Jielemeguvvie guvvie sjisjnjeli – A film inside an image & some related works.
November 9, 2018 - January 19, 2019
For its first exhibition with Gerard Byrne, Galerie Greta Meert is pleased to show Jielemeguvvie guvvie sjisjnjeli – Film inside an image (2016), a large-scale film installation presented alongside a sequence of related black and white photographs.
Byrne’s exhibition takes the physical legacy of the Biologiska Muséet in Stockholm as its starting point. Purpose-built in 1893, this natural history museum hosts a 360-degree diorama of the Nordic wilderness. Taxidermy birds and mammals whose feathers and fur have faded over time populate a static landscape illuminated only by natural light through an aperture in the roof of the building. Pondering the significance of daylight at the core of the museum in relation to photography’s formative history, Byrne’s project considers the Biologiska Muséet as a moment frozen in time, much like the taxidermy specimens it houses. Constructed at a nascent moment when photography had not yet clearly distinguished itself from the diorama, theatre, or painting, this museum can be understood as a proto-photographic apparatus. In considering this point in time Byrne finds an echo of our current and rapidly changing definition of ‘the photographic’.
As described in its title Jielemeguvvie guvvie sjisjnjeli – Film inside an image was made with a motion-picture camera continuously floating through the contiguous landscapes of the museum’s diorama, as if inhabiting the duration of a frozen image. The accompanying soundtrack – a cacophonous and immersive mix of animal noises, birdcalls and wilderness sound encircles the audience to further amplify the dissonant relation between the perpetual motion of the camera and the stasis of the diorama.
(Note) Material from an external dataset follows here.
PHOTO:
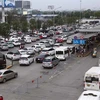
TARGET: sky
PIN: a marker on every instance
(65, 4)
Synchronous with the camera’s shifting perspective, the soundscape both mirrors the viewer’s intuitive desire to animate what is seen, whilst uncannily mocking the absence of life within the image.
Byrne’s photographic works are the outcome of two light sources: the natural light from the museum’s ceiling aperture, and the piercing light of a darkroom enlarger. As such they consider the diorama’s latent photographic character, and literally materialize its ‘photographicness’. Shown for the first time here, these photographs were made a few days before the diorama’s closure in 2017. They were then produced as a silver gelatin print of a distinct and precisely calculated scale by combining factors like the size of the species depicted, the distance from the camera, and the focal length that was used. These carefully composed pictures often compress foreground and background, bringing into unlikely proximity predator and prey. Shot on defective film, these photographs bear the mark of their own vulnerability – like palimpsests, they seem to manifest ghost-like traces of images past.